Chamberlain is involved in professional volleyball now, living in a majestic house at the top of a scenic hill in Los Angeles. Walker is trying to begin an acting career. Costello is waiting for the next opportunity to jump back into coaching. He was cut loose by Milwaukee last season, replaced by Don Nelson.
Billy Melchionni, now the assistant to New Jersey Nets’ president Roy Boe, was the title team’s other rookie, a sweet-shooting guard from Villanova. “To come out of college, directly into that situation, that atmosphere, it spoiled me for the rest of my career,” Melchionni said. “Guys play their whole careers, never win a title. There I was, my first year, on a team like that.
“The best team ever assembled. Wilt at his peak. Hal in his prime. Chet in his prime. Billy on the road to becoming one of the best ever. That was some lineup, some group of people playing together.
“We had the same feeling in the ABA the year I played with the Nets and we won. We had Doc, lost two games in the playoffs.
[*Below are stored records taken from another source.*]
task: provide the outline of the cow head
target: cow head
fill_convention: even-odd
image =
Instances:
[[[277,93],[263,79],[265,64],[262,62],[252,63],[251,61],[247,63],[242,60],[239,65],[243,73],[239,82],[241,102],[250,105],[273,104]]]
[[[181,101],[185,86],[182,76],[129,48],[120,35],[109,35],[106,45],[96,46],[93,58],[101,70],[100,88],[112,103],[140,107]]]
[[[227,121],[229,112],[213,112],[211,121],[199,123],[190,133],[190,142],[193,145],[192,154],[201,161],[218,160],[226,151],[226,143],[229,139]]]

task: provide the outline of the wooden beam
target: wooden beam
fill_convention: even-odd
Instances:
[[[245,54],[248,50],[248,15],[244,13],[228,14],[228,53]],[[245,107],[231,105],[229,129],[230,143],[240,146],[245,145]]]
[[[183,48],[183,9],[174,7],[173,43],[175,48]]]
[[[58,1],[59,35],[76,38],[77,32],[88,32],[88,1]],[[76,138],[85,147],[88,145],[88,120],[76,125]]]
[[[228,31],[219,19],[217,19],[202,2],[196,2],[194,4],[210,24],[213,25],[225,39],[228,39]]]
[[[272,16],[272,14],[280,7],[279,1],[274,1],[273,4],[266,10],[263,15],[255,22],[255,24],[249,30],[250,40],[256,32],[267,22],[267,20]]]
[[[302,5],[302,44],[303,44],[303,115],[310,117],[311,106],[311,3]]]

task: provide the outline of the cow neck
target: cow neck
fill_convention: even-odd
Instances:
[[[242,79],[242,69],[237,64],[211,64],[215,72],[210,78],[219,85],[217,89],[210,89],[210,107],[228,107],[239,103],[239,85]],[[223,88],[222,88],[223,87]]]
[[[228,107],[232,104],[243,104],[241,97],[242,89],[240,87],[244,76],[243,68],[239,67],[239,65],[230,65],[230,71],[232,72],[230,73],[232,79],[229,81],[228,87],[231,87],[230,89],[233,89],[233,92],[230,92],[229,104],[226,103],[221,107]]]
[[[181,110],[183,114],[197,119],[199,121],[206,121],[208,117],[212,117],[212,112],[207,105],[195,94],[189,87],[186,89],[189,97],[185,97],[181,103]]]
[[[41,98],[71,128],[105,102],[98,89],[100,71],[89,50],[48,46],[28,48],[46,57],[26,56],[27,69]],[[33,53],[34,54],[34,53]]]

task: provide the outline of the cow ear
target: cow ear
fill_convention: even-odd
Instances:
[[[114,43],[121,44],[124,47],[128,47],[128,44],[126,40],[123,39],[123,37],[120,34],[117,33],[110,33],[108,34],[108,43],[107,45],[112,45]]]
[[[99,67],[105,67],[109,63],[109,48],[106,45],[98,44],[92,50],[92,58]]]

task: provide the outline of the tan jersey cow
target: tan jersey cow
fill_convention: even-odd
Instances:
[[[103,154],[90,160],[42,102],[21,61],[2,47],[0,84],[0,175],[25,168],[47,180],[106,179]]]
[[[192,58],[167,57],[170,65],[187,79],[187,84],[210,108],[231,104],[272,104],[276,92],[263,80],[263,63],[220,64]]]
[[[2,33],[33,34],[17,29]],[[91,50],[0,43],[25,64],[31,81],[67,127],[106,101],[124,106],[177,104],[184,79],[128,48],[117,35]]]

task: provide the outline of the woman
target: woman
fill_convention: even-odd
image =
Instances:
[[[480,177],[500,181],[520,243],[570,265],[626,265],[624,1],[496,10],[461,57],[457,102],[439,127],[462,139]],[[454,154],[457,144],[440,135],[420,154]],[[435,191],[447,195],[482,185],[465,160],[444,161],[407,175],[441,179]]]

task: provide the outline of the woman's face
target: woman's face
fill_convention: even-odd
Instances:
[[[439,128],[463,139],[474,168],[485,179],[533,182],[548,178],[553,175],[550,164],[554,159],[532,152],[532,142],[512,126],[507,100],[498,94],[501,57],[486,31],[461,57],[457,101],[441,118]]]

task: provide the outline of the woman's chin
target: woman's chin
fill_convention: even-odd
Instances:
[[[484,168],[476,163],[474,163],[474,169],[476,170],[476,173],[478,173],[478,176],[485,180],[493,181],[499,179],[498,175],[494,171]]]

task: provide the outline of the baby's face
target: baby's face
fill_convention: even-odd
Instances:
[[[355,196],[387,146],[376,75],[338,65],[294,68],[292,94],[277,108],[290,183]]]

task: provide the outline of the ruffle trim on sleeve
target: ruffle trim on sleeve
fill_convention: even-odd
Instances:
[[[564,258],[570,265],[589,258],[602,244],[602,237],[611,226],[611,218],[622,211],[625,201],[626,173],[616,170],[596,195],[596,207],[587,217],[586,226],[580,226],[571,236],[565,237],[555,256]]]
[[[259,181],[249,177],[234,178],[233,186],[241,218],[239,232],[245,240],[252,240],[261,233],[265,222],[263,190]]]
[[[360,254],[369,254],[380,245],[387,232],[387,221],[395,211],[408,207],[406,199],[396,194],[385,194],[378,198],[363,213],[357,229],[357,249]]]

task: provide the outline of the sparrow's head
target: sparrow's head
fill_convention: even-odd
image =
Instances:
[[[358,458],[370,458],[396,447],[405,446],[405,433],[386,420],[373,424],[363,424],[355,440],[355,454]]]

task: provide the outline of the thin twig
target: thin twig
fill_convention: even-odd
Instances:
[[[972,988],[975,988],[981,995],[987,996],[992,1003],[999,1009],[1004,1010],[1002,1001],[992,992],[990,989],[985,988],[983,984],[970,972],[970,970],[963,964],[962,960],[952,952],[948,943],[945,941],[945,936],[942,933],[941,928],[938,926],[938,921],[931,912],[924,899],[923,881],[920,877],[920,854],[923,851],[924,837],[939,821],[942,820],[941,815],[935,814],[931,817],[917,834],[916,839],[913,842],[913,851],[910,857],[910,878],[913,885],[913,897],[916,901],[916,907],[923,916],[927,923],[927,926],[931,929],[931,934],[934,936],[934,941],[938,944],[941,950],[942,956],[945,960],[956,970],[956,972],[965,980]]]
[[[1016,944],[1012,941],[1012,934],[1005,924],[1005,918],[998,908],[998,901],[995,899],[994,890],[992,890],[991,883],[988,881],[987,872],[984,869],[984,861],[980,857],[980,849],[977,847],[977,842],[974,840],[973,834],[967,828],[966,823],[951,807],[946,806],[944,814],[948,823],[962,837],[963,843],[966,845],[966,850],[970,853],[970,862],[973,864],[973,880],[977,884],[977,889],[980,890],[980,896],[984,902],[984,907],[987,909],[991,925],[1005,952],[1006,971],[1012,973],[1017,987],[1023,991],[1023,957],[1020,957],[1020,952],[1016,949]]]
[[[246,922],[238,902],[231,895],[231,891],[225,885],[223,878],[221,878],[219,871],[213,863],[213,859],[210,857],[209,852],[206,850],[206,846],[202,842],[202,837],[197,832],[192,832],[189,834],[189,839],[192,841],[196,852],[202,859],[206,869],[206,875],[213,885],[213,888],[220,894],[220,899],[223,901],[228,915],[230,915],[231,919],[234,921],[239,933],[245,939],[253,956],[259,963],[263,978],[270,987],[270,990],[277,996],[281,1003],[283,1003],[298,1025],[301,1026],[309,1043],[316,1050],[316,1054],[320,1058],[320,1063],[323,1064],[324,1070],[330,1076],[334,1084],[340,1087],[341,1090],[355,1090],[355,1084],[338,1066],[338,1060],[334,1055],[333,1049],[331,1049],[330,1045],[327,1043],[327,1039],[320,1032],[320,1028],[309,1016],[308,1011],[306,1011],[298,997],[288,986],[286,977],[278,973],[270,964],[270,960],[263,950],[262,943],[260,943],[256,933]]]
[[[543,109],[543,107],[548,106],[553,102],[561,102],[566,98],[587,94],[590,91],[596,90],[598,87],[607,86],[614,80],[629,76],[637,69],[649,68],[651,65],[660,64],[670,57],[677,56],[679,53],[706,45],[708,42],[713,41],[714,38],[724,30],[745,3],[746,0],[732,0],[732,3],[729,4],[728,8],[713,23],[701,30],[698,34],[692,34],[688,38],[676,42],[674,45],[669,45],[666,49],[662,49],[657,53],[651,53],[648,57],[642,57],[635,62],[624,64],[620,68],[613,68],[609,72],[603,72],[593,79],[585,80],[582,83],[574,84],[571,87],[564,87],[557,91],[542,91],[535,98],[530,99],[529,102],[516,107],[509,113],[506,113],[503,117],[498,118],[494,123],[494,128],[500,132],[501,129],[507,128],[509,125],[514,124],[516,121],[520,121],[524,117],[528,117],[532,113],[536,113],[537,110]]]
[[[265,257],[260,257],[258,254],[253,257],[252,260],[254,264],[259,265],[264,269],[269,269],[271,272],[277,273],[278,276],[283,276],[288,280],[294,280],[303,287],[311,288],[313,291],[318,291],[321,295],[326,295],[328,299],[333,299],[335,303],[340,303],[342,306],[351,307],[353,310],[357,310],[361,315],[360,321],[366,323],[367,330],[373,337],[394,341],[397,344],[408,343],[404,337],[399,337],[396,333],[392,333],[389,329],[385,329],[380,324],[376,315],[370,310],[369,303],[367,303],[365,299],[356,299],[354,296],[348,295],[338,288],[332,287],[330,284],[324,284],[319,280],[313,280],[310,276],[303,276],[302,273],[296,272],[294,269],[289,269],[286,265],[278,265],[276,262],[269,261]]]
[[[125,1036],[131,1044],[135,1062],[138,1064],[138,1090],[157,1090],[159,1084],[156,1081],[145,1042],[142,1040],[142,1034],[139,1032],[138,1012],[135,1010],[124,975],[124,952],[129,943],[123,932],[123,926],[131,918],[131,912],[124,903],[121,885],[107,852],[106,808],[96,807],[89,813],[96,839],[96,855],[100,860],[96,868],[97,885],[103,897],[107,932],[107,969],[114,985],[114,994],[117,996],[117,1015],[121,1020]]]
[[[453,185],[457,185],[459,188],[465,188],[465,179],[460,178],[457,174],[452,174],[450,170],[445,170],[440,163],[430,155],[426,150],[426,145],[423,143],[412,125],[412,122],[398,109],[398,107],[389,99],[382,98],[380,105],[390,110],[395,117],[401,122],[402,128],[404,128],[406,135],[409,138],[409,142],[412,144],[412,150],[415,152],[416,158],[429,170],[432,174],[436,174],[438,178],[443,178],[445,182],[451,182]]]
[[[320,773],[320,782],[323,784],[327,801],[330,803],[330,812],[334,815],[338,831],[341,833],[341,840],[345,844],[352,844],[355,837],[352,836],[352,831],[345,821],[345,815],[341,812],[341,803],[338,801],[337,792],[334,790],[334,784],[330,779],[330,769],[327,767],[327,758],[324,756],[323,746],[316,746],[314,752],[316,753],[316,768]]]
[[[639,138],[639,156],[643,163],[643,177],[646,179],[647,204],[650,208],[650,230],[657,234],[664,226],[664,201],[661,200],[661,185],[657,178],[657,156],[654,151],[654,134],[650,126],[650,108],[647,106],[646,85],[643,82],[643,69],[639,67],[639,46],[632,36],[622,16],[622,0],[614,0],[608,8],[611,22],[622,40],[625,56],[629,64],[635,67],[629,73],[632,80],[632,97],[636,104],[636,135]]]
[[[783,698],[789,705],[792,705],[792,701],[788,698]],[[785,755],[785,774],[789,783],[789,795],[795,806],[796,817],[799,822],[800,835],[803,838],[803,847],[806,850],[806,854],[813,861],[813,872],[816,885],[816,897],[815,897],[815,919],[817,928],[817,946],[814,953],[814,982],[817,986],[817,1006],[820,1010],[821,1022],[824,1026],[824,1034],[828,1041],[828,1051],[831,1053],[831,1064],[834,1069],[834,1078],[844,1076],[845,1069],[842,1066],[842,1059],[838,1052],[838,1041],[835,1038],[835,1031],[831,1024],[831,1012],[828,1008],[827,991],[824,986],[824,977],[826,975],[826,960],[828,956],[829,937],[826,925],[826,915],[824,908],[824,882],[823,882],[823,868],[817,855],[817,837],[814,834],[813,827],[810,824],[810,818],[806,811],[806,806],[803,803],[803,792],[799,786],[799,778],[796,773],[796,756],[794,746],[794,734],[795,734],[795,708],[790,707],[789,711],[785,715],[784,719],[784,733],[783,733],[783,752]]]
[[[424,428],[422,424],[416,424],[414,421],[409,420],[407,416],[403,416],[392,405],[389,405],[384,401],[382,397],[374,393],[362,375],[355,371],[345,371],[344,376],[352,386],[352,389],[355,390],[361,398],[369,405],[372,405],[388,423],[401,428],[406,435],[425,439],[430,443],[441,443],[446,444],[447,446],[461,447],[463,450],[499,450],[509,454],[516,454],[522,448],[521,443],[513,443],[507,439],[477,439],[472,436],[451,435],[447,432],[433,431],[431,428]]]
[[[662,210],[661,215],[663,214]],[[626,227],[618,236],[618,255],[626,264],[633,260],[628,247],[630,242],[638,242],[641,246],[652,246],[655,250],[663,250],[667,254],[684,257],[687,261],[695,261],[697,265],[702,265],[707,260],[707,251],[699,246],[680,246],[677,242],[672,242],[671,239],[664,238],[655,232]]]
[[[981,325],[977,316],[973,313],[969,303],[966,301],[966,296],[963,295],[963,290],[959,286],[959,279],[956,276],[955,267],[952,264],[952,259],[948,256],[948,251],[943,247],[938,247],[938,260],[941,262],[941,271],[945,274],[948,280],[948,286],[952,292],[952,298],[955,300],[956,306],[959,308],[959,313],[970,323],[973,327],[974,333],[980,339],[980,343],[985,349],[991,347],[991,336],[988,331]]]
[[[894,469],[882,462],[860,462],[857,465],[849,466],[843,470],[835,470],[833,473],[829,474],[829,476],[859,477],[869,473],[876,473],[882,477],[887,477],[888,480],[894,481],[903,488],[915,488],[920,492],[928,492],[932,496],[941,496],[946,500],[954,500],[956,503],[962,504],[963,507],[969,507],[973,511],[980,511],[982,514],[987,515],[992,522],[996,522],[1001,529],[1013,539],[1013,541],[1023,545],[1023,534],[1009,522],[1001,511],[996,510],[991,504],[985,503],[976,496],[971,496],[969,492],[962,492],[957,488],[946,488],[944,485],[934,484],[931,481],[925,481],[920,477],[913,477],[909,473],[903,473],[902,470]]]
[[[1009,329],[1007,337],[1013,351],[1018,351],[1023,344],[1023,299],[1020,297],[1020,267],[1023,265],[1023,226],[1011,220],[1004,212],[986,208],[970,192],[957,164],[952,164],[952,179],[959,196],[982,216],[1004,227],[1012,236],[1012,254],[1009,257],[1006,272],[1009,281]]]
Took Virginia 4-1, Kentucky 4-0, Utah 4-1. Felt the same way I felt in ’67, that there wasn’t a team out there that could beat us in a seven-game series.
“With the Nets, we had Doc, Brian Taylor, John Williamson, Billy Paultz, Larry Kenon . . . a pretty good lineup. Now we have none of them. Three years . . . not a long time ago, but they’re all gone.
“I go back to the old Sixers, they were better because of Wilt. As good as Walton is, he doesn’t dominate like that. Doc, he’s the best I ever saw . . . the only one who ever stops him is him, but we had overall firepower.
“Get in a long series with days off, nobody can match Doc. If he has his legs, it’s over. Bob Gross is playing him, and Gross is a good player, a Steve Mix type, a tooth-and-nail sort. But he can’t stop Doc.”
Melchionni was helpless when Boe sold Erving, and the pain has never completely subsided. “I watched the games now, I get sick,” Melchionni said. “Doc’s there, but he belongs here. I listened to such crap last year: that the stuff he did, he did in the other league; that he wouldn’t fit in with Philly. I said he was the best in our league; he will be the best in this league I told people, wait’ll it gets important. Then see who is the best player in the world.”
Ten years ago, it was the Philadelphia 76ers who were the defending NBA champions.